When two compatible arrays are encountered, the result shape has the maximum
among the two inputs at every dimension index.

Examples:

1.  (2,1) and (2,3) broadcast to (2,3).
2.  (1,2,5) and (7,2,5) broadcast to (7,2,5)
3.  (7,2,5) and (7,1,5) broadcast to (7,2,5)
4.  (7,2,5) and (7,2,6) are incompatible and cannot be broadcast.

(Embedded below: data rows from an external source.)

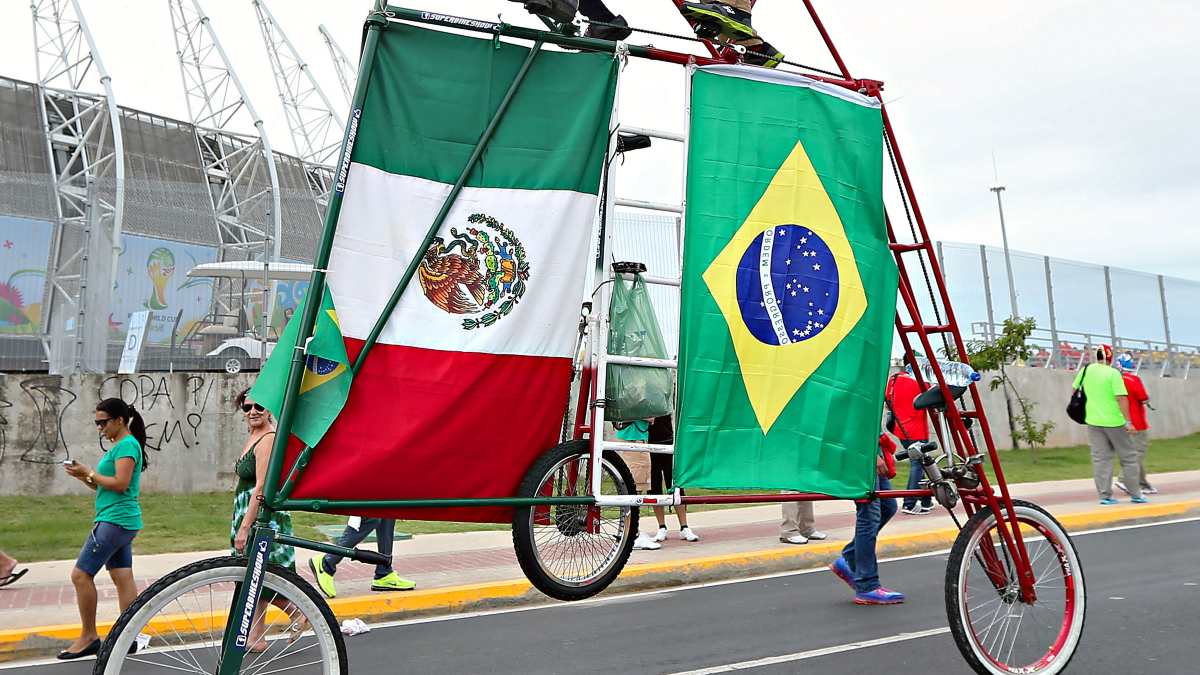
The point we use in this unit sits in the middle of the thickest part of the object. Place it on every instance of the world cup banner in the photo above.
(468, 382)
(789, 286)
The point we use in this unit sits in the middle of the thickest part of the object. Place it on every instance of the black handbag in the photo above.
(1077, 408)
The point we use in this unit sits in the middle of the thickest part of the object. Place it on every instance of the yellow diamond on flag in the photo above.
(787, 286)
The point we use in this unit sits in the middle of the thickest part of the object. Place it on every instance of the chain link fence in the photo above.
(1077, 306)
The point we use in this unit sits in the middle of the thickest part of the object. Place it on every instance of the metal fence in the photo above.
(1077, 306)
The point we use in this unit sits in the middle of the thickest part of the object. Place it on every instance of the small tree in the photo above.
(996, 354)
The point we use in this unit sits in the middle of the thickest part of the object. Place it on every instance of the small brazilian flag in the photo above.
(327, 375)
(789, 287)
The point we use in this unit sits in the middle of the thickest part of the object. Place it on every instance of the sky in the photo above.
(1084, 111)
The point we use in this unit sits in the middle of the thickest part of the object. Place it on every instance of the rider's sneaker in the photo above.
(558, 10)
(762, 54)
(719, 17)
(393, 581)
(880, 596)
(617, 29)
(841, 568)
(324, 579)
(643, 543)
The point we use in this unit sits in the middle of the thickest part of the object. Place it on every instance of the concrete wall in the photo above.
(1176, 402)
(192, 430)
(195, 434)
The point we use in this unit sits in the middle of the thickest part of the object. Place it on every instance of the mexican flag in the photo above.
(789, 287)
(469, 380)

A special case arises, and is also supported, where each of the input arrays has
a degenerate dimension at a different index. In this case, the result is an
"outer operation": (2,1) and (1,3) broadcast to (2,3). For more examples,
consult the [Numpy documentation on
broadcasting](http://docs.scipy.org/doc/numpy/user/basics.broadcasting.html).

## Broadcast composition

Broadcasting of a lower-rank array to a higher-rank array **and** broadcasting
using degenerate dimensions can both be performed in the same binary operation.
For example, a vector of size 4 and an matrix of size 1x2 can be added together
using broadcast dimensions value of (0):

    |1 2 3 4| + [5 6]    // [5 6] is a 1x2 matrix, not a vector.

First the vector is broadcast up to rank 2 (matrix) using the broadcast
dimensions. The single value (0) in the broadcast dimensions indicates that
dimension zero of the vector matches to dimension zero of the matrix. This
produces an matrix of size 4xM where the value M is chosen to match the
corresponding dimension size in the 1x2 array. Therefore, a 4x2 matrix is
produced:

    |1 1| + [5 6]
    |2 2|
    |3 3|
    |4 4|

Then "degenerate dimension broadcasting" broadcasts dimension zero of the 1x2
matrix to match the corresponding dimension size of the right hand side:

    |1 1| + |5 6|     |6  7|
    |2 2| + |5 6|  =  |7  8|
    |3 3| + |5 6|     |8  9|
    |4 4| + |5 6|     |9 10|

A more complicated example is a matrix of size 1x2 added to an array of size
4x3x1 using broadcast dimensions of (1, 2). First the 1x2 matrix is broadcast up
to rank 3 using the broadcast dimensions to produces an intermediate Mx1x2 array
where the dimension size M is determined by the size of the larger operand (the
4x3x1 array) producing a 4x1x2 intermediate array. The M is at dimension 0
(left-most dimension) because the dimensions 1 and 2 are mapped to the
dimensions of the original 1x2 matrix as the broadcast dimension are (1, 2).
This intermediate array can be added to the 4x3x1 matrix using broadcasting of
degenerate dimensions to produce a 4x3x2 array result.